In a more recent example of Bizarro-World Economics, just yesterday Snow proclaimed before an international audience of leading bankers and economists that the United States’ budget deficit would be cut in half by 2008. He went on to say that would take place due to growth and “disciplined spending” without tax increases. I fail to see how this is possible without hiring accounting experts from Enron and Worldcom. The fact that an expert from the International Monetary Fund thought this was reasonable should raise big red flags. Granted, it only took 2.5 years to go from budget surplus to an over $400 Billion deficit. But that was before the War on Terror, nation building in Afghanistan, overthrowing the albeit oppressive government of Iraq, two massive tax cuts, adding an entire new Department to the Executive Branch, proclaiming that No Child should be Left Behind, and giving sweeping new powers to the Department of Justice. We haven’t even figured out how to make Social Security work out after the Baby Boomers start retiring, and we’ve had since 1946 to work on that.

In the end, the currency devaluation is a high stakes game of chicken with China and Japan. The primary aim is to force China to de-link it’s currency with the dollar.** This link is one of the reasons Chinese goods are so darn cheap you almost can’t avoid buying them in the States — well, that and slave labor. The secondary aim is to force Japan to stop artificially lowering the value of the Yen, making Japanese goods cheaper overseas and stimulating Japanese manufacturing.

Should prices of Asian goods rise, inflation will result. That will force Greenspan to raise interest rates. That in turn will effect mortgage rates, the availability of investment capital, and the amount of interest the United States has to pay on the National Debt.

No matter who blinks, you lose.

*O’Neill was a good CEO, lousy Secretary of the Treasury. When he was nominated, Wall Street was pleased, thinking it meant someone competent and clueful would be running the show. It is unknown why exactly the administration thought another good CEO would succeed where another failed.

**Linking a currency may be a good short term idea. For example, certain South American nations did it to halt hyper-inflation. However, in the long term, Alan Greenspan is paid to care about how monetary policy effects America, not any other nation whose currency may be linked to our own.

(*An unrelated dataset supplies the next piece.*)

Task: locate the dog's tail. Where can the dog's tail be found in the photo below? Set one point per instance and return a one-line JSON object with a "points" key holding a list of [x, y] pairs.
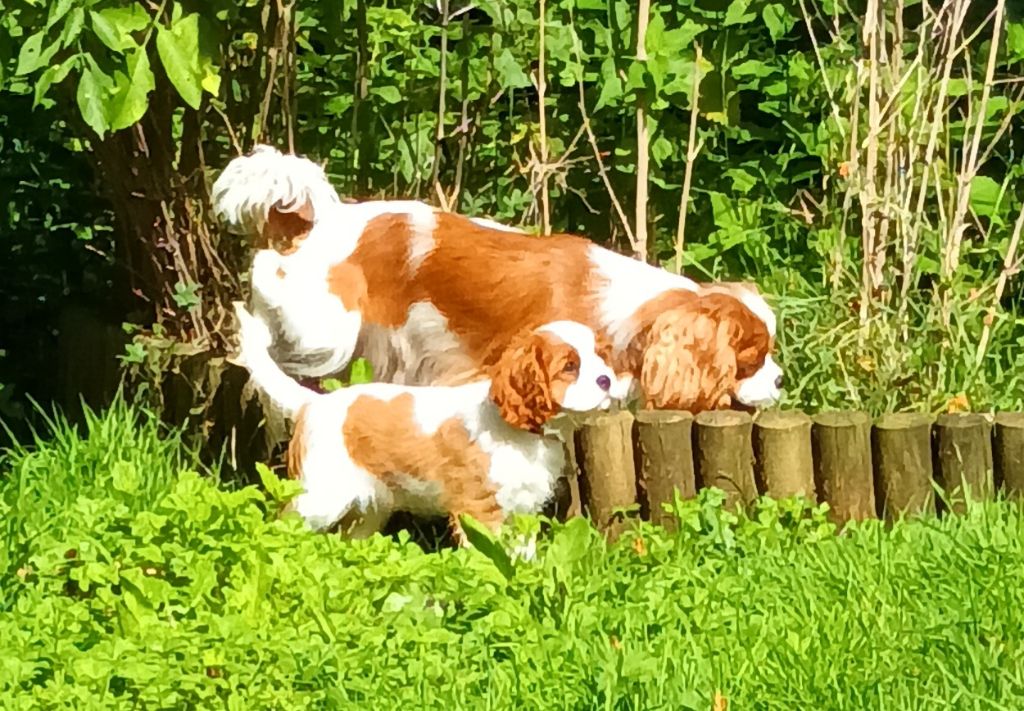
{"points": [[253, 185], [254, 344]]}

The Grasso is Greener on the Other Side

There. It’s done. Dick Grasso has resigned as head of the New York Stock Exchange. A man who was debatably the most powerful man on Wall Street is now unemployed, in answer to widespread calls for blood since disclosure of his $140 Million salary package. Please go ahead and feel free to sample some of the news coverage. Even the Head of the SEC and the Senate wanted to know what was going on. Many people are outraged that he received so much money. And yes, it certainly is a lot of money.

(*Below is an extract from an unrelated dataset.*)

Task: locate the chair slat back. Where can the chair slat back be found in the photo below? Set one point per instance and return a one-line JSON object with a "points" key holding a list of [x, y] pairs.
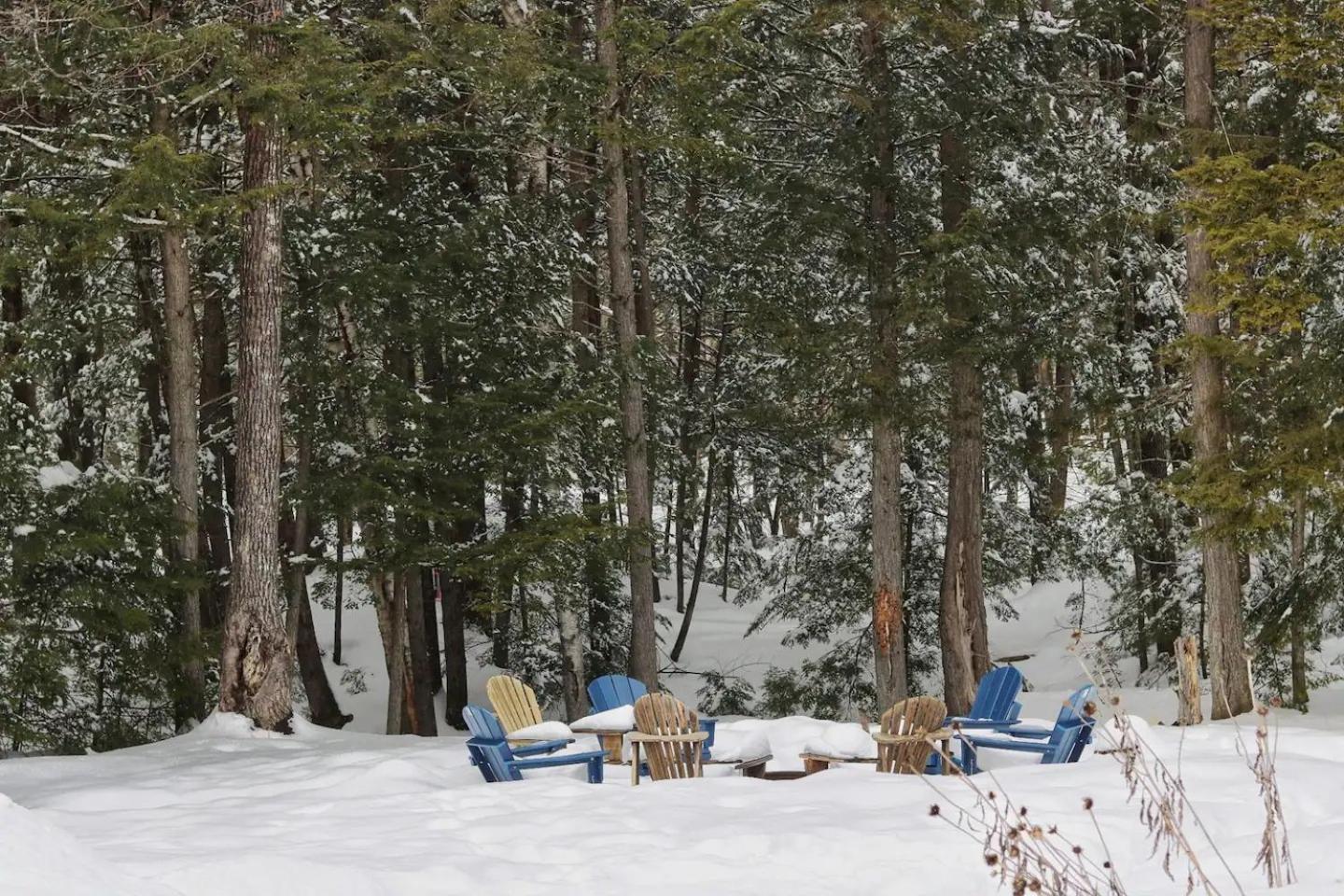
{"points": [[487, 746], [610, 692], [513, 702], [662, 713], [996, 693], [1078, 706], [913, 718], [1066, 742]]}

But personally, I’m inclined to think he worked pretty hard for it. Several of those news items in the last paragraph make it clear that he worked his way up from the bottom, earning less than $85 per week in the late 60s, and that he simply knows more about how the arcane NYSE system works than anybody. Who coordinated things such that the markets were only closed for 4 days after September 11, 2001? Dick Grasso, that’s who. For those who aren’t experts in Manhattan Geography, the World Trade Center was walking distance from the NYSE. Many brokerages, mutual funds, and financial advisors had offices in the WTC. There are faces you no longer see on CNBC because they were at Ground Zero. There were other companies that lost 3-letter types in the terrible incident — that falls under the category of what the SEC likes to call “material information.” Almost everybody on Wall Street lost someone they knew that day. Many of them watched the Towers go down live and in person. The financial markets would have fared far worse to be closed another week. This is to say nothing of the impact such a delay would have had on the economy as a whole. Yes, I do believe that not being able to access the capital markets would have had a negative effect on American business.

Fine, that was 2 years ago, what has he done lately? Where was Dick Grasso when the lights went out last month? In his office, making sure things would run smoothly in the morning, on generator power of course. He slept in his office that night.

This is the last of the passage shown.